O "facilitador do ver", apesar do seu nome, não facilita de facto a visão, pois dentro dele, esta é impedida. Desta forma, o sentido da audição ganha protagonismo. Através das pequenas aberturas do objeto, os sons envolventes do rio são amplificados, ecoando como uma presença quase palpável. O som da água corrente, a sua força bruta e o seu constante distanciamento criam uma sensação de urgência, como se o rio tentasse escapar da imagem que o contém. O cheiro a madeira húmida e a vegetação envolvente, intensificados pela proximidade das águas, invadem os sentidos, reforçando o elo entre corpo e natureza.

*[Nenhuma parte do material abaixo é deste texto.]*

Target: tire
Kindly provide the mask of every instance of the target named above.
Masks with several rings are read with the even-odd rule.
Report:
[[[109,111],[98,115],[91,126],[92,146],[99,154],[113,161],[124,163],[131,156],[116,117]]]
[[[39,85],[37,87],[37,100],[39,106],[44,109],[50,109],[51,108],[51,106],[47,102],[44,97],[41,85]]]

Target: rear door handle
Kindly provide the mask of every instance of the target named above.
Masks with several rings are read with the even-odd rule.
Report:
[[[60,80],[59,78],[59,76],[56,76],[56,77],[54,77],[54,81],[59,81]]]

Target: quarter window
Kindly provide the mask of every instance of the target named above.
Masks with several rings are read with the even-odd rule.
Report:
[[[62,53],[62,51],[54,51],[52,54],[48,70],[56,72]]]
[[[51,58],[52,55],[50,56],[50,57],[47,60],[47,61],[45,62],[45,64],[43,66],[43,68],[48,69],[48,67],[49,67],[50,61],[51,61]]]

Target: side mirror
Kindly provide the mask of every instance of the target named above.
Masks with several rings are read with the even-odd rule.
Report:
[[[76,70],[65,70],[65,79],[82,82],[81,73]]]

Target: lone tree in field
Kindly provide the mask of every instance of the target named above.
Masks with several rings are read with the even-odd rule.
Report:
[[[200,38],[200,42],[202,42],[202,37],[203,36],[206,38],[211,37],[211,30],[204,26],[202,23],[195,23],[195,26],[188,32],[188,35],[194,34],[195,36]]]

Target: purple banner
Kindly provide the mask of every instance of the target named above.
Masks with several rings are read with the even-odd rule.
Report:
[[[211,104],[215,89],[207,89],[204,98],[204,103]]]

Este capacete, apesar de visualmente simples, apresenta um desafio físico e sensorial. O seu peso, suportado apenas pela cabeça, transforma cada passo num teste de equilíbrio. A ausência de visão obriga o corpo a ajustar-se constantemente, tateando o chão irregular e as pedras do rio, sem saber onde pousar os pés. As correntes do rio, mesmo que frágeis, dificultam o avanço da caminhada, enquanto as pedras se escondem sob a superfície, instáveis e escorregadias. Cada movimento torna-se uma dança incerta entre resistência e fluidez.
À medida que a ação progride, o corpo cede à força do rio. Submerso, é engolido pela água, desaparecendo lentamente, como se fosse absorvido pelo ambiente que o rodeia. O corpo já não pertence a si mesmo, mas ao todo que o envolve — à floresta, ao rio, à terra. Ele anula-se, dissolve-se e, finalmente, transforma-se na própria natureza que o abraça. Naquele momento, o corpo deixa de ser uma entidade separada e torna-se parte integrante do ciclo natural, fluindo com o rio e respirando com a floresta.
Através da ideia de construir uma ponte simbólica entre a cidade de Kuldiga e a floresta a envolve, surgiu a decisão de transportar um objeto da cidade para o interior da natureza. Algo que, à primeira vista, não deveria estar naquele lugar, provocando um certo desconforto, mas que, simultaneamente, criasse a ilusão de pertencer ali, como se fizesse parte do cenário há incontáveis anos. Ao chegar a Kuldiga, fui invadida por uma sensação de serenidade, como se o tempo, naquela cidade, tivesse parado. Era um tempo suspenso, um espaço criado para permitir viver, sentir e refletir. A cidade, quase deserta, com poucas pessoas a percorrer as ruas silenciosas, as casas e lojas fechadas devido ao fim de semana, transmitia uma atmosfera peculiar de quietude.
Kuldiga é, no entanto, uma cidade de rara beleza. A madeira está presente em todos os cantos: nas janelas, nas portas, nas ruas, nos bancos. A própria cidade reflete a floresta que a envolve, numa harmoniosa fusão entre o ambiente urbano e o natural. Inspirada por esta união, decidi criar uma ponte entre o ritmo do quotidiano e o tempo mais lento e contemplativo que a floresta oferece, um convite para parar, refletir e reconectar com a natureza.
Escolhi, para este propósito, uma porta amarela que, para mim, se tornou um símbolo pictórico de Kuldiga. Um amarelo suave, quase pálido, que trazia consigo uma certa beleza melancólica, como se estivesse imobilizada no tempo. A porta, sustentada por um suporte em forma de L, foi posicionada de modo a permanecer sempre aberta, como um convite silencioso à passagem, à entrada num outro mundo.
Um dos elementos cruciais foi camuflar o lado da porta voltado para a floresta, dando-lhe uma aparência de pertença àquele espaço, como se estivesse ali há décadas, fundida com o ambiente. A vegetação que a envolvia parecia abraçar este portal mágico, criando a sensação de que, há muito tempo, essa porta conectava a cidade com a floresta. Era como se, ao passar por ela, fosse possível atravessar a fronteira entre dois mundos, num movimento de reconciliação entre o urbano e o natural, entre o presente e o tempo suspenso.